The only physical examination finding included in the Stanford 12-elements is the presence of a pathological murmur. We agree with prior recommendations that any diastolic murmur or a systolic murmur louder than soft should be worked up further with echocardiography and/or referral.14 Given that HCM can cause SCD in athletes, any systolic murmur consistent with HCM, such as increases with Valsalva, should be considered abnormal and that athlete should undergo cardiology referral. In addition, any murmur consistent with mitral regurgitation or mitral valve prolapse should be considered pathologic.
Notably, the Stanford 12-elements do not include blood pressure measurement as it is routinely performed during the examination. Also, the Stanford 12-elements do not include assessment of Marfan syndrome stigmata or femoral pulses looking for coarctation of the aorta.

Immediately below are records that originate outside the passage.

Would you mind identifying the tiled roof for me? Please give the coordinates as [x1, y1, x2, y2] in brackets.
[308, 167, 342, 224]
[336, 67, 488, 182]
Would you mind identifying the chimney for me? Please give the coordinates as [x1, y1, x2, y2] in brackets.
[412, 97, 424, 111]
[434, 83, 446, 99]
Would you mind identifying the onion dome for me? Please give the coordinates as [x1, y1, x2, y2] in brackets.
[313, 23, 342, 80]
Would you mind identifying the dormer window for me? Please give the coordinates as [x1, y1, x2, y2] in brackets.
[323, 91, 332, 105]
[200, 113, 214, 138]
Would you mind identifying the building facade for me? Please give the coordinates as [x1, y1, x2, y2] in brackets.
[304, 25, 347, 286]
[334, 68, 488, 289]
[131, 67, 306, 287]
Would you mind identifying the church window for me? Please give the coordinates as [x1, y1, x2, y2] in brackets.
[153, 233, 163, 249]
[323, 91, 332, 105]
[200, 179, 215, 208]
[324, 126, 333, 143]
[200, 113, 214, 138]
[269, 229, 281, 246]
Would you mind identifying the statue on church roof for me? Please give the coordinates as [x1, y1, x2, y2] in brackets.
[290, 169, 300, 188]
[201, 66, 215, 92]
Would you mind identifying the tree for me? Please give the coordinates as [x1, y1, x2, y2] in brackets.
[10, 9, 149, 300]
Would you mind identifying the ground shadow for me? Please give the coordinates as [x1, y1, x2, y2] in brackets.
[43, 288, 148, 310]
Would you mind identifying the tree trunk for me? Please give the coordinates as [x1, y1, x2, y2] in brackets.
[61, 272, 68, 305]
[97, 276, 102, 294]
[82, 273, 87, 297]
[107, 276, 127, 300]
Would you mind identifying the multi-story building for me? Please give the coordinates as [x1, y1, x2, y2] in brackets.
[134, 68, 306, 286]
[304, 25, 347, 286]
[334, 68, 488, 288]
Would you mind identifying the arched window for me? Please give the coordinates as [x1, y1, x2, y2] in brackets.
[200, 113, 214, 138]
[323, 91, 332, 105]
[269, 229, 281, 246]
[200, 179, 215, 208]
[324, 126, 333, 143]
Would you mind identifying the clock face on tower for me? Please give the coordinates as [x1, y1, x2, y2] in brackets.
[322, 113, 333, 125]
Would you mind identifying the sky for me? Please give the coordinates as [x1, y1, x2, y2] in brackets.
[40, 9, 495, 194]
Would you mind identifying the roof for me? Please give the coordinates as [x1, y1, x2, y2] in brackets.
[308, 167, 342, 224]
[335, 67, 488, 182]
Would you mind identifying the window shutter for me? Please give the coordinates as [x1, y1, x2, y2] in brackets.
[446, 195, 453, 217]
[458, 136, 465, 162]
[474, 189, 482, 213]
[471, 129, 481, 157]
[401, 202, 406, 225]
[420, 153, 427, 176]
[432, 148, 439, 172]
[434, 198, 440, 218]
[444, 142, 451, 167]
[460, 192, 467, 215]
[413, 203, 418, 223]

Overall, the Stanford 12-elements proposed in this article are a blend of the AHA 12-elements and fourth PPE CV questions but in general are more specific and include updates based on the recent literature. We plan to implement the Stanford 12-elements in our PPE along with the screening ECG. Future studies are needed to determine whether the Stanford 12-elements acceptably reduce the number of healthy athletes who screen positive without decreasing the sensitivity of the screening PPE.
This is an observational study that was limited to athletes participating around the area of San Francisco, CA. Results of this study may not be generalizable to other regions.
The current AHA screening recommendations lead to an excessive number of athletes who screen positive, and results of screening ECGs vary broadly by interpretation criteria. Because the reaction to a positive response is not standardized, this may lead to variation in practice, along with unnecessary cost and delay. Newer screening guidelines are needed, with fewer false positives and evidence-based updates. The Stanford 12-elements will hopefully achieve this, and if validated, should be considered for wider application.